Un étudiant demande à son enseignant « Vous semblez aimer la mythologie grecque et romaine, comment, à partir d’elle, nous diriez-vous ce qui est pour vous essentiel dans nos vies? »
Après un silence l’enseignant répondit :
J’aimerais pour chacun, chacune, pour tous et toutes, que l’essentiel entre dans nos vies, comme on accueillerait une nouvelle personne dans une ronde, par exemple une ronde à quatre.
Voilà Sisyphe, condamné à rouler une roche au sommet d’une montagne, elle redescend et il doit toujours la remonter, ainsi sont dans nos vies les répétitions,
Voilà Prométhée, qui dérobe le feu aux dieux pour le donner à l’homme, ainsi sont dans nos vies les créations,
Voilà Castalie, nymphe métamorphosée en fontaine inspiratrice, ainsi sont dans nos vies l’enthousiasme et l’imagination,
Voilà Hygiée, déesse qui soutient la force des êtres vivants, ainsi sont dans nos vies la santé, le soulagement ou la guérison des douleurs,
La ronde des quatre commence ou continue, mais ils découvrent que quelqu’un d’essentiel leur manque. Ils le veulent, ils l’appellent, le voilà.

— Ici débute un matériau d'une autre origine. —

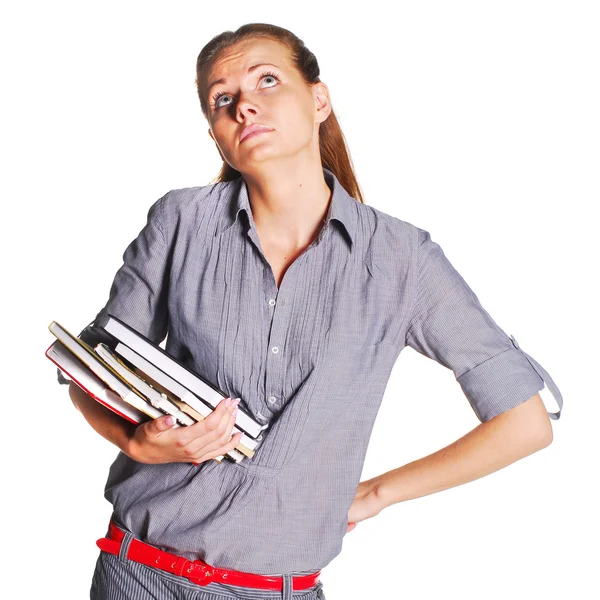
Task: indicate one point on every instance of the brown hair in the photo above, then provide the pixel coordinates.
(335, 155)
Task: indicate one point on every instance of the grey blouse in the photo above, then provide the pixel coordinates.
(311, 357)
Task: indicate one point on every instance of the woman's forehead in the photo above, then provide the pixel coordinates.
(248, 53)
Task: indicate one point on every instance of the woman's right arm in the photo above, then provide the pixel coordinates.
(156, 441)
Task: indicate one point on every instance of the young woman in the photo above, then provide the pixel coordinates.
(279, 284)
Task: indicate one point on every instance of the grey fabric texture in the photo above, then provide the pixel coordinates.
(312, 358)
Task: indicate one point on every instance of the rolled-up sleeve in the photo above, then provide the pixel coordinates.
(139, 291)
(450, 326)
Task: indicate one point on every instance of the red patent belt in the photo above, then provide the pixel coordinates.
(196, 571)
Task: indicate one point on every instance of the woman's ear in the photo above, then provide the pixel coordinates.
(322, 101)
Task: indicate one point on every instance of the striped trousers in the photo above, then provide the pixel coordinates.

Apparait Daphnis, berger, chanteur, poète et musicien, remarquable de beauté et de sagesse, apprenant à tous le respect des hommes et de la nature, et qui, admis dans l’Olympe, prit sous sa protection les pasteurs et les troupeaux, il fut chéri et des dieux et des êtres humains et du vivant.
Ainsi les êtres humains, en personnes, en peuples, en humanité, accueillerons-ils ce qu’ils considèrent comme l’essentiel ?
( Voir sur Daphnis : Pierre Commelin, Mythologie grecque et romaine, Pocket,1994, pages 187 et 188.)